Consequently, for such instances, the robots require more reactive handovers that can adapt to the way that the human is presenting the object to the robot and meeting them halfway to receive the object. “Grasping” is indeed a critical act in current, and future robotic systems, ranging from warehouse logistics to service robotics, and handing over objects to humans is the next-level to enhance the warehouse productivity.
In this paper, Nvidia researchers proposed a collaborative robot approach — human-to-robot handovers, in which the robot meets the human halfway. It uses its training to classify the type human’s grasp of the object and concerning that, quickly change its trajectory and take the object from the human’s hand according to their intent.
Building The Dataset
The act of giving and taking objects to and from humans is one of the basic requirements in collaborative robots across industries and applications. Therefore, a growing community of researchers in robotics have been working to resolve this problem and enable an easy human-robot handover.
To achieve this handover process, the Nvidia team created a dataset of 151,551 images of human grasps, which included typical ways in which humans can hold objects — with various hand shapes and poses, which could be either open-palm, pinching or lifting. This dataset covered eight subjects with different hand poses and compiled them with the help of Microsoft Azure Kinect RGBD camera to train an AI model to classify the hand grasps into one of these categories. And, during the recording, the subject was allowed to move the body along with the hands to different positions in order to diversify the viewpoints of the camera.

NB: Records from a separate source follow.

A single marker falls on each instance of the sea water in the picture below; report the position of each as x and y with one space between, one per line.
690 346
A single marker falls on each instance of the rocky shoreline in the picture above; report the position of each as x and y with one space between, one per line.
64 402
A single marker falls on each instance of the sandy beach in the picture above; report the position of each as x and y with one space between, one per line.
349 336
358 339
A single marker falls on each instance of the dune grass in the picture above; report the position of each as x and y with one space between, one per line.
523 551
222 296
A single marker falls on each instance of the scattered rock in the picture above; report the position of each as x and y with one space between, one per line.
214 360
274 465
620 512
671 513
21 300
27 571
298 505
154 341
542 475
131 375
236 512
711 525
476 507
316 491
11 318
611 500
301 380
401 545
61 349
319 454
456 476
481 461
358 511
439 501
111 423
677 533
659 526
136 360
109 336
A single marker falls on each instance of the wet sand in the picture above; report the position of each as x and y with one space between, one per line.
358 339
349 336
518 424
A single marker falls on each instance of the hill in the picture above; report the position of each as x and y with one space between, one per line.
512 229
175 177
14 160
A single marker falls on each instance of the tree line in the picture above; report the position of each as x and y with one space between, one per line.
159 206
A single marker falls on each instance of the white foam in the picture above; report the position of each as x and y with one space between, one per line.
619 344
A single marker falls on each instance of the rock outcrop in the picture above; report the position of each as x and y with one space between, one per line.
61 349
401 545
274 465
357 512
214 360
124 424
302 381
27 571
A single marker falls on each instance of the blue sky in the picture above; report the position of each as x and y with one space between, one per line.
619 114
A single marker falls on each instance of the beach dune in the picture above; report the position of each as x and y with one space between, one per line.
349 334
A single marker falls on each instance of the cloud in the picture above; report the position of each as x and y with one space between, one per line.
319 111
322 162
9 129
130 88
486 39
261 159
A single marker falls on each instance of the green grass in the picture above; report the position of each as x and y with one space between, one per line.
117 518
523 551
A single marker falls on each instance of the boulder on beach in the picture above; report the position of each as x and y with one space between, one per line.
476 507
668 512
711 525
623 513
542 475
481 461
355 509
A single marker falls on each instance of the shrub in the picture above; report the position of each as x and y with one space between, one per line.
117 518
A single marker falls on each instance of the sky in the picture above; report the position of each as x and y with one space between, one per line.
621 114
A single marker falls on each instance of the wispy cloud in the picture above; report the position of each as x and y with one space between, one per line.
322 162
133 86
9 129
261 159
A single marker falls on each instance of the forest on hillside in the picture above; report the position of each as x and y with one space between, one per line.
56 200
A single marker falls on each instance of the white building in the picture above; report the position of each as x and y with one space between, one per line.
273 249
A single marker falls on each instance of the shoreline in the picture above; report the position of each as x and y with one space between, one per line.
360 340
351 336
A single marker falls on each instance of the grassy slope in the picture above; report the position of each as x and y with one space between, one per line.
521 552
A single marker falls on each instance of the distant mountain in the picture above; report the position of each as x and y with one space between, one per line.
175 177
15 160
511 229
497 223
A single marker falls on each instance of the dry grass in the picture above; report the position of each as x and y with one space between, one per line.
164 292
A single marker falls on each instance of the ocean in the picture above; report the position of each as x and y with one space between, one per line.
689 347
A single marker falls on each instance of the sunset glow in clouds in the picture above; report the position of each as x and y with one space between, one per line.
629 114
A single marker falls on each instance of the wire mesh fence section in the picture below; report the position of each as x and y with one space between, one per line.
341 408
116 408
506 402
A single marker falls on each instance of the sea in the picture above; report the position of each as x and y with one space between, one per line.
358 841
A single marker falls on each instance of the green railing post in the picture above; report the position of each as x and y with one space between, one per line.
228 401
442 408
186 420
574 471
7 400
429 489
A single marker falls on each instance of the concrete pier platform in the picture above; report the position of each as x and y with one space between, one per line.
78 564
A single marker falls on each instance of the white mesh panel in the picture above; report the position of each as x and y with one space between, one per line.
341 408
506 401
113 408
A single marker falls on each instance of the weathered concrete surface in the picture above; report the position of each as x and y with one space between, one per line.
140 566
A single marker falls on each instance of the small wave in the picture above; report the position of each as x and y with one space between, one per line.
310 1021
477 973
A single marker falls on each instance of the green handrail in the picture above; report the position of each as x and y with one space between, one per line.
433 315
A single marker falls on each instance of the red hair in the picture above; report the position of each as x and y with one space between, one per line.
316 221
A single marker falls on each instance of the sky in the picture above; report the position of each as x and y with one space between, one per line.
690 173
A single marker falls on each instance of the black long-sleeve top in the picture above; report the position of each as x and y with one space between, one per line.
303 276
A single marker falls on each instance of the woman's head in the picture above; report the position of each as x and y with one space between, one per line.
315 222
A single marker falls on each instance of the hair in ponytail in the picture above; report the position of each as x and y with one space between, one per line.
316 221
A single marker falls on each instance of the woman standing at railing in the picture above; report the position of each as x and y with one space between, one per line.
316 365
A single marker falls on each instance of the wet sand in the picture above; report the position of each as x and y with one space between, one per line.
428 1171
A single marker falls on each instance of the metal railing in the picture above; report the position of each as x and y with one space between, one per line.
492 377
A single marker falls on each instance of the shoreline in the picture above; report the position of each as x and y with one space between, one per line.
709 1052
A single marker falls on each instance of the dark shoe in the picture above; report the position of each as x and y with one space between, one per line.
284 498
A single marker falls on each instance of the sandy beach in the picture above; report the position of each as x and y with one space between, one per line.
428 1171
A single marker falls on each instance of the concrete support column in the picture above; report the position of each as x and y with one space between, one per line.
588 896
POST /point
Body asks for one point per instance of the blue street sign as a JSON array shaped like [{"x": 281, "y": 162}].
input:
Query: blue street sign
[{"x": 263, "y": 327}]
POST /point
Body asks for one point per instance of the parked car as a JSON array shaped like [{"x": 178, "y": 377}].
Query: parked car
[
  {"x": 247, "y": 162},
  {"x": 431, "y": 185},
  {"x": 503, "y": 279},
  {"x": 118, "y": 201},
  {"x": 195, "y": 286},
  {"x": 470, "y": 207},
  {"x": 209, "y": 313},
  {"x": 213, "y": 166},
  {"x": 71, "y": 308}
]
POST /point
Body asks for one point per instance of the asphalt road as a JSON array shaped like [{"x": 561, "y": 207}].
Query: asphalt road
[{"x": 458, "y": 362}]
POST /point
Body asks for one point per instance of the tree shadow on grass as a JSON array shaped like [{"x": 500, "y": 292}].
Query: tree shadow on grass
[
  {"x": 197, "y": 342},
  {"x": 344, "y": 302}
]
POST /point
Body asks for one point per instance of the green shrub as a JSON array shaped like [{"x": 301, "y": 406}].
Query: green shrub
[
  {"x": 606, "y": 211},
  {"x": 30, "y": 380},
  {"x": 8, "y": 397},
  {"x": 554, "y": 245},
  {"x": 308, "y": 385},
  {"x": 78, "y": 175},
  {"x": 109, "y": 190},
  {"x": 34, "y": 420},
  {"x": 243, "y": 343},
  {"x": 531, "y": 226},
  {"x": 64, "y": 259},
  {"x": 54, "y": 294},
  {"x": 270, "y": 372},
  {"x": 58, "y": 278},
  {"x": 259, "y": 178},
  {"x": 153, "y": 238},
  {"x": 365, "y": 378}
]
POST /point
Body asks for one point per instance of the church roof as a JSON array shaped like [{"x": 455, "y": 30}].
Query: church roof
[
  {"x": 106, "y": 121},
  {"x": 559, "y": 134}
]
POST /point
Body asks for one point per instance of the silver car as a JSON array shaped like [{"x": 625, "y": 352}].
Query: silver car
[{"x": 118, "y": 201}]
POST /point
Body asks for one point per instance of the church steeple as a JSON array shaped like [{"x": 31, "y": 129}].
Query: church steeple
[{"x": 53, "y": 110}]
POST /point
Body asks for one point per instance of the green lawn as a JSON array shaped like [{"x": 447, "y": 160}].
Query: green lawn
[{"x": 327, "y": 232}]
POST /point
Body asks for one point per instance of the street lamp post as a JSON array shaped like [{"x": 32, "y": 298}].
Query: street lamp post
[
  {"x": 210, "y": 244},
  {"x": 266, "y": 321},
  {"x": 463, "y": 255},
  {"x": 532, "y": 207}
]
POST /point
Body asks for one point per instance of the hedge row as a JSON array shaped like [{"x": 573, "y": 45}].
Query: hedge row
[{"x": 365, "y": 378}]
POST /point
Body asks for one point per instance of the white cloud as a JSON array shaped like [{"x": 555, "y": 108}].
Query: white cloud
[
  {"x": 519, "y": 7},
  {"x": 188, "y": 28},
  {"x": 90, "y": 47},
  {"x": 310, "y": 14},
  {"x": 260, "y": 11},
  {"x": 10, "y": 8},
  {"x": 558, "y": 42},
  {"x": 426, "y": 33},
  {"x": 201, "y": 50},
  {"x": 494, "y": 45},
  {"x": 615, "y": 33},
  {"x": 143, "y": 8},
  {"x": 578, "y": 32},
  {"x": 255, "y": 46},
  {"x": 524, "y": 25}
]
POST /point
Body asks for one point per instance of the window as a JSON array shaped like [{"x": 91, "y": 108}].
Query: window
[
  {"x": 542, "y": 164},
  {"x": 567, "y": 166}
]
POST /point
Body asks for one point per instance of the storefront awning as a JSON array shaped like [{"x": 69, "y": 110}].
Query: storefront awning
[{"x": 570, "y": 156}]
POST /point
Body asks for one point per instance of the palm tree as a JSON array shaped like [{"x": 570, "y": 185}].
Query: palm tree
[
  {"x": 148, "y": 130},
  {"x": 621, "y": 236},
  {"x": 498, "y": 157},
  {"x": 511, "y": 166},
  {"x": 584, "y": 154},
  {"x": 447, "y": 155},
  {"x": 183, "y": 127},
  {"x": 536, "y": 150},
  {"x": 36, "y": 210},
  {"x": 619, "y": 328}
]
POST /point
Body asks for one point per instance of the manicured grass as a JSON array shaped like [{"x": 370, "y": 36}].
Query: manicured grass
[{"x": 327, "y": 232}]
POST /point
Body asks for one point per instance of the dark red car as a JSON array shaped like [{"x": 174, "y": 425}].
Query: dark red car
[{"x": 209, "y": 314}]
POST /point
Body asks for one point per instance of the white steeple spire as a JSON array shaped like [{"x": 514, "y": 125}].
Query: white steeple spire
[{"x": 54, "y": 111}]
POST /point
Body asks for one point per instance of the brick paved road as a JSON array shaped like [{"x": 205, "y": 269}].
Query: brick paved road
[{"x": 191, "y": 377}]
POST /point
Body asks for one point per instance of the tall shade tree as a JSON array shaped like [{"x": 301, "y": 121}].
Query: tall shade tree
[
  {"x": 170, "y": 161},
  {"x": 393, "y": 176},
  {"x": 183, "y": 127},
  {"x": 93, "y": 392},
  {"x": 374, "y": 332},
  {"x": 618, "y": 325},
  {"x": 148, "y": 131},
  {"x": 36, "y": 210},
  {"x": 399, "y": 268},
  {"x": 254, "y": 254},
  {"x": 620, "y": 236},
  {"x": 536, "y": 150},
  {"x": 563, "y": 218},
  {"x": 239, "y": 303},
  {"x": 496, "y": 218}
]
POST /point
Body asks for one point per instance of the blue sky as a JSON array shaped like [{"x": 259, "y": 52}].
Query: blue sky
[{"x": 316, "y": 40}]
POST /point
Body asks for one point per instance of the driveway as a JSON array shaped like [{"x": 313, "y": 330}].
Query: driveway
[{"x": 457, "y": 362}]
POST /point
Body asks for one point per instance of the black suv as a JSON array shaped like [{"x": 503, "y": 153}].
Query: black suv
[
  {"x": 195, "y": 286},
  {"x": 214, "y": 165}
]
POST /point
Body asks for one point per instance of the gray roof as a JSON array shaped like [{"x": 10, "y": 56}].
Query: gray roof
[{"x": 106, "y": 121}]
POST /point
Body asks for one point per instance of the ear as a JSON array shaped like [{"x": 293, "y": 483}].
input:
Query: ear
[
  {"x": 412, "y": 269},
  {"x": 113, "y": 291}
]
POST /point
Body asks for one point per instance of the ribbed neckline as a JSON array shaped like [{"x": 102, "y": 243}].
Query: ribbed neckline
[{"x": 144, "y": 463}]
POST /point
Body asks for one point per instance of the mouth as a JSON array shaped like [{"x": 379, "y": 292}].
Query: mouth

Nvidia’s task model was based on robust logical dynamical systems, which represents tasks as a list of reactively executed operators with specific properties. This robust system also generates motion plans that avoid contact between the gripper and the hand. However, the system needed to adapt to different possible grasps, in order to reactively choose the correct way to approach the human user and take the object from them. Until it gets a stable estimate of how the human wants to present the block, it stays in a “home” position and waits.
Training The Model
One of the critical challenges in creating a reactive human-to-robot handover is the reliability and ability to perceive the object and the human continuously. To deal with this, one strategy was to estimate the position of the human hand as well as the 6D object by borrowing off-the-shelf methods from the computer vision community. However, even the state-of-the-art techniques for estimating the human side and the object focus on each of them independently.
Nvidia presented an execution method to take the object from the human hand by detecting the grasp and the hand position and accordingly re-plans its movements as necessary when the handover is interrupted. Explaining further, in a series of experiments, the researchers reviewed a range of different hand positions and their grasps, systematically including both the classification model and the task model.
The method used by Nvidia researchers portrayed a consistent improvement in the grasp success rate. The technique also reduced the total execution time and the trial duration compared with existing traditional approaches. The report stated that the grasp success rate was 100% versus the next best technique’s 80%, and a planning success rate of 64.3% compared with 29.6%. Moreover, it took 17.34 seconds to plan and execute actions versus the 20.93 seconds the second-fastest system took.
The researchers believe that their definition of human grasps covers 77% of the user grasps. “While our system can deal with most of the unseen human grasps, they tend to lead to higher uncertainty, and sometimes would cause the robot to back off and re-plan.”
“This has been an issue with this research, and suggests directions for future research, which ideally should be able to handle a broader range of grasps that a human might want to use.”
This approach, by Nvidia, described a system that will enable smooth human-to-robot handovers of objects via classifying different types of human grasp. However, the main flaw in their approach was that the model was trained on a single kind of human grasp, and therefore to make a robust model, Nvidia needs to learn the correct grip poses for different grasp types from data instead of using manually-specified rules. In the future, the team of researchers are planning to make a system, which is more flexible and can support more types of human grasps. This same approach is believed to enhance many human-robot collaborations in warehouse management.